Día 42. Por unos minutos pensé que todo había sido un mal sueño -espeso, interminable- del que por fin había despertado. Un efecto secundario de algún medicamento o exceso tal vez.
Abrí un ojo y mi marío no vociferaba en el salón. Según todos los indicios, se había ido a su lugar de trabajo. Mientras inspeccionaba cada rincón en busca de huellas me llamó la atención el ruido de la calle, coches y más coches, motos, camiones de reparto y por encima de ellos, el run run de una hormigonera justo debajo de mi ventana. La tradicional cola de Correos –esta vez con niña con patín incorporada- contemplaba el proceso entre la curiosidad y la indignación: con tanto escándalo y el fresquito del aire marino, imposible mantener una charla mientras se aguarda turno.
Los sentidos atorados aún por el sueño, la legaña del ojo derecho o el derroche de estímulos externos dieron alas a mi primer pensamiento: ves tú, era una pesadilla, ahora te duchas, te vistes y te sumas a la fiesta de allá afuera. ¿No ves que la vida sigue igual? La calle llena de coches y de gente, los de la obra que no respetan el vado, el hombre del puro camino a su esquina favorita. Solo la fila de enfrente y algún complemento que no alcanzo a distinguir sin las gafas me resultan extraños, pero bueno, será que estamos a final de mes y no caben todos dentro.
Hoy -decidí en el segundo siguiente-, ya que no he ido a trabajar me voy a hacer un regalo: una tosta, una café y un zumo donde Amelie, o un paseo a la tranquila, chapuzón mañanero y desayuno donde las italianas.

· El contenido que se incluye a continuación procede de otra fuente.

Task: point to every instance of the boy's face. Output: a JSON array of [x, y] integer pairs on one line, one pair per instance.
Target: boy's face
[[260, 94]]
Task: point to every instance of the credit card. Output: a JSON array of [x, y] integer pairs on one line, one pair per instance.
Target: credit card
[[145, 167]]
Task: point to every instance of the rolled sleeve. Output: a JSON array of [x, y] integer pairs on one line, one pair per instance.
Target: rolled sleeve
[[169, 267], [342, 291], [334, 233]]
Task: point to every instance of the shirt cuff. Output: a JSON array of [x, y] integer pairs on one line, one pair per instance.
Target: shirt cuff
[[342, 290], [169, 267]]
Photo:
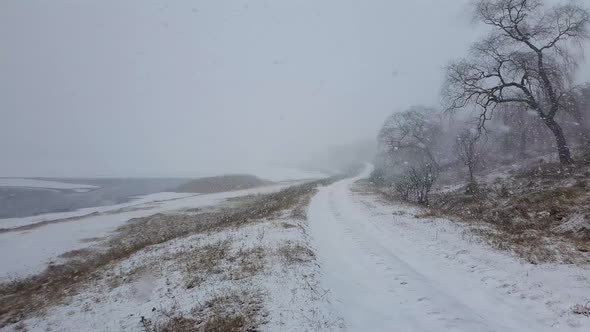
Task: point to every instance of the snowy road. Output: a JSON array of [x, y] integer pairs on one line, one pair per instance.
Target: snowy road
[[388, 271]]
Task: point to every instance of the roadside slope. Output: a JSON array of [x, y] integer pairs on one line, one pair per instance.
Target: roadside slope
[[387, 269]]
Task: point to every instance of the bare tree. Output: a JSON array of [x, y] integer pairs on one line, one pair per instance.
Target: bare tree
[[523, 127], [469, 150], [577, 105], [417, 130], [527, 59]]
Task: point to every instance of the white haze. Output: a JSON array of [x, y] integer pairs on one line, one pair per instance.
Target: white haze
[[189, 88]]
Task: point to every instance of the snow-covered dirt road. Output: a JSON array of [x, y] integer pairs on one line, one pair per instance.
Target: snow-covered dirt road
[[387, 270]]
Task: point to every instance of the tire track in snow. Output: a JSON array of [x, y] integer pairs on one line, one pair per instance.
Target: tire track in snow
[[379, 284]]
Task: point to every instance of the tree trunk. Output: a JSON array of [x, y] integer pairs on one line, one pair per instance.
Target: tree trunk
[[563, 150], [522, 144]]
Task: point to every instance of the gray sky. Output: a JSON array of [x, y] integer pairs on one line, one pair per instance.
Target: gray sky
[[187, 88]]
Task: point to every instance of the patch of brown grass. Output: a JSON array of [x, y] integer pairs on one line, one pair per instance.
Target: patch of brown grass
[[295, 253], [203, 261], [250, 262], [23, 298]]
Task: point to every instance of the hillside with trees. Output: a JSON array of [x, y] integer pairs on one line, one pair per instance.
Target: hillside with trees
[[509, 145]]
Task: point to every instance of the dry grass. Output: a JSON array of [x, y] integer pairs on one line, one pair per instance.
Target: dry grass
[[20, 299], [202, 262], [295, 253], [250, 262]]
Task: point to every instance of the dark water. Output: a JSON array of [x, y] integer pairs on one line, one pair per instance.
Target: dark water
[[24, 202]]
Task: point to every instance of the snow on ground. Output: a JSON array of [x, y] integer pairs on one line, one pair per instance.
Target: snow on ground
[[387, 270], [279, 293], [34, 183], [279, 174], [29, 251]]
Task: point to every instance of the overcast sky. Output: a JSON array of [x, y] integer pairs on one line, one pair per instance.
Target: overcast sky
[[187, 88]]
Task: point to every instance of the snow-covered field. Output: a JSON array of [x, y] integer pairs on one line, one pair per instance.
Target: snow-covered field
[[356, 263], [263, 271], [34, 183], [388, 270], [29, 251]]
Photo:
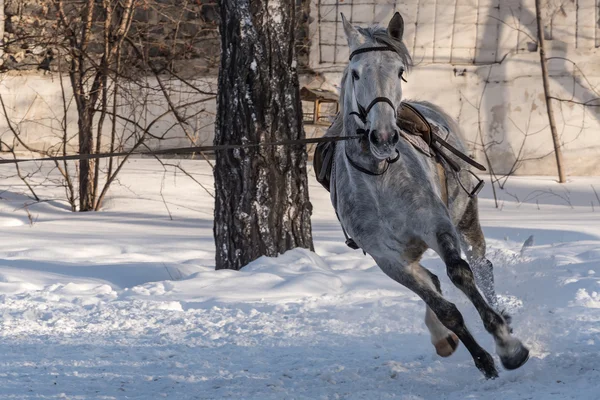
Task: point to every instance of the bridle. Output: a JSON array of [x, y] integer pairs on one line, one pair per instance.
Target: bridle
[[363, 112]]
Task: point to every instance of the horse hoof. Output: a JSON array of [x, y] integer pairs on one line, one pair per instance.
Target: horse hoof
[[447, 346], [486, 366], [516, 358], [507, 318]]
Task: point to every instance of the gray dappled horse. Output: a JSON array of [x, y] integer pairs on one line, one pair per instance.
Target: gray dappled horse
[[393, 202]]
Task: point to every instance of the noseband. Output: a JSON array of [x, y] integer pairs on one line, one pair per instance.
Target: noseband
[[363, 112]]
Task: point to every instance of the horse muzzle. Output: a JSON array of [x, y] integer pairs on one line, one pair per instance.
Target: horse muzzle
[[383, 144]]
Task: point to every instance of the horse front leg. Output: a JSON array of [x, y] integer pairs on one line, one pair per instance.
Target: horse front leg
[[411, 276], [474, 247], [512, 352]]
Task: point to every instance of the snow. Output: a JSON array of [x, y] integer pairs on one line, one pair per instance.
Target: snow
[[126, 303]]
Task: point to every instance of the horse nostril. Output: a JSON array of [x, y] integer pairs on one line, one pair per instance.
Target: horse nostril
[[395, 137], [373, 137]]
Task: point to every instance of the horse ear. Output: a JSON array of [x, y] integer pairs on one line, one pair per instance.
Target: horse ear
[[396, 27], [354, 37]]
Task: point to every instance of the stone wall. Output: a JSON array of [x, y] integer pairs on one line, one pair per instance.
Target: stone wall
[[182, 32]]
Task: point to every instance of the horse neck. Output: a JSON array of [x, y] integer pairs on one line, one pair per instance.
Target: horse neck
[[358, 149]]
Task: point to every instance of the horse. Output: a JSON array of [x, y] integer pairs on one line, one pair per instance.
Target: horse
[[395, 202]]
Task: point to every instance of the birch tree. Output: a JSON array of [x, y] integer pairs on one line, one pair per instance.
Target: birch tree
[[261, 200]]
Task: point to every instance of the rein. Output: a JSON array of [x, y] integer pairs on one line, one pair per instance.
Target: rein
[[182, 150]]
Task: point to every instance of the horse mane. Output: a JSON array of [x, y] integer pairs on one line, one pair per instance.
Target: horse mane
[[375, 34], [379, 35]]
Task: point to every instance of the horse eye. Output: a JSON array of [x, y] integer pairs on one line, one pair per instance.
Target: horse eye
[[400, 74]]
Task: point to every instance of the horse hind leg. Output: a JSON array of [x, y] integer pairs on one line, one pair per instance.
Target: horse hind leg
[[512, 352], [474, 246], [444, 340], [411, 276]]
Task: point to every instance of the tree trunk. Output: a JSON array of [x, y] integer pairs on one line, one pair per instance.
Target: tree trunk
[[545, 80], [86, 167], [261, 200]]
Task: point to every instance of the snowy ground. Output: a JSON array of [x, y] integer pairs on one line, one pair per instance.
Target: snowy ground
[[125, 304]]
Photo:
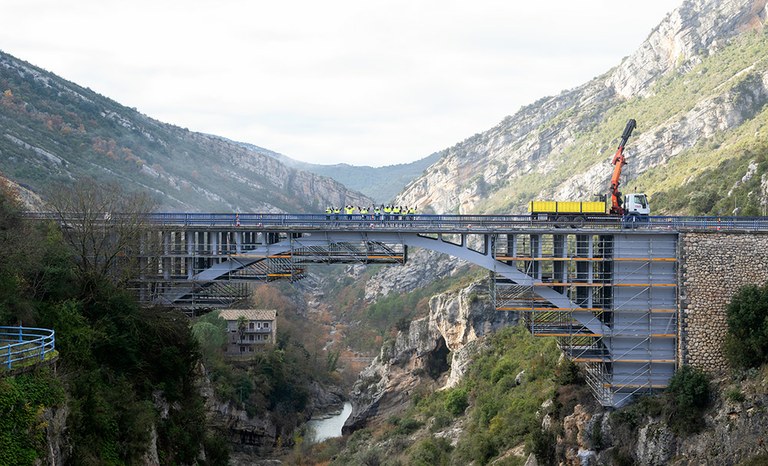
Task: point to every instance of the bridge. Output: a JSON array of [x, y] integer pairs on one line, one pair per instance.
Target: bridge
[[606, 288]]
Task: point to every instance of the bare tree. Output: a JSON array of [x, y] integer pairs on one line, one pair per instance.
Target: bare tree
[[106, 227]]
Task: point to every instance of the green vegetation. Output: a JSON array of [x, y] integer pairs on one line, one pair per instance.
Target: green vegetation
[[746, 344], [682, 406], [23, 401], [394, 312], [496, 414], [381, 184], [276, 381], [698, 179], [54, 129], [688, 396], [117, 361]]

Me dispuse a consultar la tabla de mareas, a ver si se puede caminar por abajo. Nada como un baño para quitarme de encima la fantasía del virus invasor, la cuarentena, el estado de alarma y todas esas neuras con las que me desperté de madrugada: que si hay que lavarse las manos todo el tiempo, que si no se puede salir de casa, ni dar besos ni abrazos, una nueva expresión -distanciamiento social- para incorporar a mi diccionario y personas irresponsables que se lo saltaban a la primera de cambio. Fuerte pesadilla, seguro que ayer, mientras echaba la siesta, pusieron una de esas películas de catástrofes de los domingos.
Un estiramiento y una ojeada al móvil, donde relucía el último modelo de mascarilla y una mujer anunciaba la llegada de los test rápidos, bastaron para devolverme a la realidad: día 42 de mi particular confinamiento.
A menos que tenga que hacer alguna de las tareas para las que tengo pase más allá de la puerta de mi casa, esto es lo que hay para la mañana de hoy: ducha para despejarme, desayuno para alimentarme y clase virtual de canto para nutrir el alma y, de paso, a mantener el susto a raya. Luego, a escribir, mi mejor medicina para estos tiempos extraños. Mientras, sigo soñando con el mar, tan cerca, tan lejos todavía.
(Dice Manolo Benítez que no hay mejor versión del Claro de luna que esta).